Conto postado anteriormente na Amora Literária. Lá tem um monte de coisa bonita, passa lá (:
“Todos temos um
segredo trancado a sete chaves no sótão da alma.”
Marina – Carlos Ruiz Zafón
—
Talvez a gente seja feito de fechaduras. – ela pontuou depois de alguns
instantes calada.
A
voz suave sempre agravada aos ouvidos, mas os pensamentos eram muito mais
difíceis de decifrar do que aparentava. Ele encarou-a confuso, buscando
mergulhar nos olhos que não eram da cor do mar, mas ainda assim pareciam ter a
profundidade de um oceano.
—
O que quer dizer? – perguntou por fim.
—
Exatamente o que disse. – a frase poderia soar grosseira para qualquer um, mas
ele se acostumara com suas expressões, conhecia-as sem precisar entendê-las. –
Somos feitos de fechaduras, como uma casa em que você precisa atravessar várias
portas para chegar ao sótão, só que para alguns as portas estão trancadas.
—
Não seria mais como um cofre?
—
Poderia ser, mas os cofres geralmente guardam coisas de valor. Já os sótãos
escondem aquilo que tentamos esquecer ou não vemos mais utilidade. Acho que no
caso das pessoas, é só o que queremos esquecer.
—
Ou esconder.
—
A gente sempre esconde o que quer esquecer.
—
Mas nem sempre esquecemos o que queremos esconder.
Ela
virou o rosto. Tirando-o daquele mar negro que era seu olhar. Escondendo o que
quer que houvesse lá no fundo.
—
Tem razão.
—
Acho que li em algum lugar algo sobre isso. Sobre segredos escondidos no sótão
da alma.
—
Eu tenho certeza que li. Na época lembro que não tinha entendido, mas pensando
melhor hoje vejo que o autor tinha razão.
Ela
parou, mas ele apenas esperou por uma continuação.
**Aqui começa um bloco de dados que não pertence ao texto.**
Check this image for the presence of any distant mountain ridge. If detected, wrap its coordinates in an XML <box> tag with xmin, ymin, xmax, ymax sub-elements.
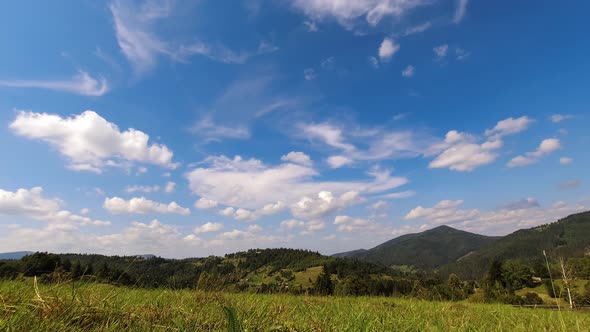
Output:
<box><xmin>333</xmin><ymin>211</ymin><xmax>590</xmax><ymax>279</ymax></box>
<box><xmin>333</xmin><ymin>226</ymin><xmax>499</xmax><ymax>270</ymax></box>
<box><xmin>0</xmin><ymin>251</ymin><xmax>33</xmax><ymax>259</ymax></box>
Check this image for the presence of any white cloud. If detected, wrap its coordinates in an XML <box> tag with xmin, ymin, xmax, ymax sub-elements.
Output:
<box><xmin>303</xmin><ymin>21</ymin><xmax>318</xmax><ymax>32</ymax></box>
<box><xmin>501</xmin><ymin>197</ymin><xmax>540</xmax><ymax>211</ymax></box>
<box><xmin>303</xmin><ymin>68</ymin><xmax>317</xmax><ymax>81</ymax></box>
<box><xmin>453</xmin><ymin>0</ymin><xmax>469</xmax><ymax>24</ymax></box>
<box><xmin>486</xmin><ymin>116</ymin><xmax>533</xmax><ymax>138</ymax></box>
<box><xmin>367</xmin><ymin>201</ymin><xmax>389</xmax><ymax>211</ymax></box>
<box><xmin>191</xmin><ymin>116</ymin><xmax>250</xmax><ymax>141</ymax></box>
<box><xmin>125</xmin><ymin>185</ymin><xmax>160</xmax><ymax>194</ymax></box>
<box><xmin>219</xmin><ymin>206</ymin><xmax>236</xmax><ymax>217</ymax></box>
<box><xmin>103</xmin><ymin>197</ymin><xmax>190</xmax><ymax>215</ymax></box>
<box><xmin>559</xmin><ymin>157</ymin><xmax>574</xmax><ymax>165</ymax></box>
<box><xmin>291</xmin><ymin>191</ymin><xmax>364</xmax><ymax>220</ymax></box>
<box><xmin>195</xmin><ymin>197</ymin><xmax>218</xmax><ymax>210</ymax></box>
<box><xmin>379</xmin><ymin>38</ymin><xmax>400</xmax><ymax>61</ymax></box>
<box><xmin>0</xmin><ymin>187</ymin><xmax>110</xmax><ymax>228</ymax></box>
<box><xmin>432</xmin><ymin>44</ymin><xmax>449</xmax><ymax>59</ymax></box>
<box><xmin>299</xmin><ymin>123</ymin><xmax>432</xmax><ymax>165</ymax></box>
<box><xmin>559</xmin><ymin>179</ymin><xmax>581</xmax><ymax>189</ymax></box>
<box><xmin>334</xmin><ymin>216</ymin><xmax>374</xmax><ymax>233</ymax></box>
<box><xmin>380</xmin><ymin>190</ymin><xmax>416</xmax><ymax>199</ymax></box>
<box><xmin>281</xmin><ymin>219</ymin><xmax>305</xmax><ymax>229</ymax></box>
<box><xmin>0</xmin><ymin>70</ymin><xmax>109</xmax><ymax>97</ymax></box>
<box><xmin>220</xmin><ymin>229</ymin><xmax>254</xmax><ymax>240</ymax></box>
<box><xmin>506</xmin><ymin>138</ymin><xmax>561</xmax><ymax>167</ymax></box>
<box><xmin>405</xmin><ymin>200</ymin><xmax>586</xmax><ymax>235</ymax></box>
<box><xmin>10</xmin><ymin>111</ymin><xmax>178</xmax><ymax>173</ymax></box>
<box><xmin>187</xmin><ymin>156</ymin><xmax>407</xmax><ymax>209</ymax></box>
<box><xmin>164</xmin><ymin>181</ymin><xmax>176</xmax><ymax>194</ymax></box>
<box><xmin>403</xmin><ymin>22</ymin><xmax>432</xmax><ymax>36</ymax></box>
<box><xmin>367</xmin><ymin>56</ymin><xmax>379</xmax><ymax>69</ymax></box>
<box><xmin>402</xmin><ymin>65</ymin><xmax>414</xmax><ymax>77</ymax></box>
<box><xmin>291</xmin><ymin>0</ymin><xmax>430</xmax><ymax>28</ymax></box>
<box><xmin>326</xmin><ymin>156</ymin><xmax>354</xmax><ymax>168</ymax></box>
<box><xmin>455</xmin><ymin>47</ymin><xmax>471</xmax><ymax>61</ymax></box>
<box><xmin>193</xmin><ymin>222</ymin><xmax>223</xmax><ymax>234</ymax></box>
<box><xmin>427</xmin><ymin>116</ymin><xmax>532</xmax><ymax>172</ymax></box>
<box><xmin>109</xmin><ymin>0</ymin><xmax>278</xmax><ymax>74</ymax></box>
<box><xmin>551</xmin><ymin>114</ymin><xmax>574</xmax><ymax>123</ymax></box>
<box><xmin>281</xmin><ymin>151</ymin><xmax>313</xmax><ymax>166</ymax></box>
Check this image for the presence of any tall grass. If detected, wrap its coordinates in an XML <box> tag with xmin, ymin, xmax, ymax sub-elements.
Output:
<box><xmin>0</xmin><ymin>280</ymin><xmax>590</xmax><ymax>332</ymax></box>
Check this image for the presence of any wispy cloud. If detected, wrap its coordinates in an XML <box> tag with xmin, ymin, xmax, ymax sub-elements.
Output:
<box><xmin>403</xmin><ymin>22</ymin><xmax>432</xmax><ymax>36</ymax></box>
<box><xmin>0</xmin><ymin>70</ymin><xmax>109</xmax><ymax>96</ymax></box>
<box><xmin>109</xmin><ymin>0</ymin><xmax>278</xmax><ymax>74</ymax></box>
<box><xmin>453</xmin><ymin>0</ymin><xmax>469</xmax><ymax>24</ymax></box>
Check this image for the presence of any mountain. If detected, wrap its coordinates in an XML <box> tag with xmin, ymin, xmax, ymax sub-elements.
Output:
<box><xmin>0</xmin><ymin>251</ymin><xmax>33</xmax><ymax>260</ymax></box>
<box><xmin>439</xmin><ymin>211</ymin><xmax>590</xmax><ymax>279</ymax></box>
<box><xmin>334</xmin><ymin>226</ymin><xmax>498</xmax><ymax>270</ymax></box>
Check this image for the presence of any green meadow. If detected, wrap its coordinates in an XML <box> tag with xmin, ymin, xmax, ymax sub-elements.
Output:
<box><xmin>0</xmin><ymin>279</ymin><xmax>590</xmax><ymax>331</ymax></box>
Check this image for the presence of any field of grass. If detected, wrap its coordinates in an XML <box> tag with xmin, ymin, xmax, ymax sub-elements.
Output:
<box><xmin>0</xmin><ymin>280</ymin><xmax>590</xmax><ymax>331</ymax></box>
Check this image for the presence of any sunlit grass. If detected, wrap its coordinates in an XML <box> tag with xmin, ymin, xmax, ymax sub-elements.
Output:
<box><xmin>0</xmin><ymin>280</ymin><xmax>590</xmax><ymax>331</ymax></box>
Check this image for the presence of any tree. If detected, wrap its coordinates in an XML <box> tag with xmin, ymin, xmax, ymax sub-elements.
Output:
<box><xmin>488</xmin><ymin>261</ymin><xmax>505</xmax><ymax>286</ymax></box>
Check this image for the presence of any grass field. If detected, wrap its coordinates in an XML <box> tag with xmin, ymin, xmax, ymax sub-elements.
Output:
<box><xmin>0</xmin><ymin>280</ymin><xmax>590</xmax><ymax>331</ymax></box>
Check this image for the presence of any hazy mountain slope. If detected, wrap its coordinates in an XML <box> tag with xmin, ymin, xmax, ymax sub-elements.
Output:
<box><xmin>334</xmin><ymin>226</ymin><xmax>498</xmax><ymax>270</ymax></box>
<box><xmin>439</xmin><ymin>211</ymin><xmax>590</xmax><ymax>278</ymax></box>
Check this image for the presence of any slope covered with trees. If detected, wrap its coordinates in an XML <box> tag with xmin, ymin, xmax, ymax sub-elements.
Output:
<box><xmin>334</xmin><ymin>226</ymin><xmax>498</xmax><ymax>271</ymax></box>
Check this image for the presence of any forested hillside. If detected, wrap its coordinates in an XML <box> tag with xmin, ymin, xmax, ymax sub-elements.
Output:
<box><xmin>334</xmin><ymin>226</ymin><xmax>498</xmax><ymax>271</ymax></box>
Imaginando que o silêncio
seria um incentivo.
—
Sabe, a gente pode trancar nossos segredos no sótão da alma, mas isso não quer
dizer que ninguém nunca vai descobri-los. Quero dizer, se somos como uma casa e
nossa alma é nossa propriedade, nós temos todas as chaves, não temos? Podemos
abrir as portas uma a uma e mostrar o sótão para algum visitante.
—
Mas às vezes a gente perde as chaves da própria casa.
—
Não chegamos a perder, só esquecemos onde estão guardadas.
—
Exatamente. Nesse caso, a casa continua trancada.
—
Até você encontrar as chaves. Geralmente a gente esquece onde guarda as coisas
que nunca usa. Quero dizer, se a gente nunca destranca pra ninguém, fica cada
vez mais difícil conseguir se abrir pra alguém.
Foi
a vez dele ficar sem resposta. Sabia que era sua vez de continuar, sempre sabia
quando ela terminava. A garota tinha razão, como costumava ter, talvez aquele
fosse o problema de trancar tanto a casa.
—
A gente pode acabar esquecendo como levar os visitantes até o sótão.
—
Não é esquecer. Podemos até ter a intenção, mas não sabemos mais como chegar
até lá.
—
Mas o trecho, me lembrei dele, era seguido por “esse é o meu”. Até o autor
revelava os segredos da personagem.
—
Eu não disse que nunca revelamos. Pelo contrário.
—
Já descobriu como chegar ao sótão quando se perdeu as chaves?
Ela
hesitou. Sabia a resposta, mas não tinha certeza se estava pronta para ela.
—
Talvez às vezes alguém passe forçando as portas. Martelando os trincos ou
quebrando a madeira.
—
Mas aí a casa vai ficar marcada pra sempre.
—
Exatamente.
O
garoto puxou o rosto dela de volta, buscando naquele olhar o sentido de toda
aquela conversa.
—
Tem outra opção. – pontuou por fim.
—
Qual? – a pergunta dela foi recheada por uma súplica.
—
Às vezes a gente faz uma faxina ou alguma mudança, sabe? Quando a gente limpa
tudo e sai empacotando as coisas, sempre achamos coisas perdidas nessas
situações. A gente pode achar as chaves também.
—
Mas isso pode demorar anos para acontecer.
—
E desde quando chegar ao sótão de qualquer um acontece de forma rápida? O
importante é que uma hora a chave aparece.
—
Tem razão. Se o visitante esperar, uma hora ele chega ao sótão.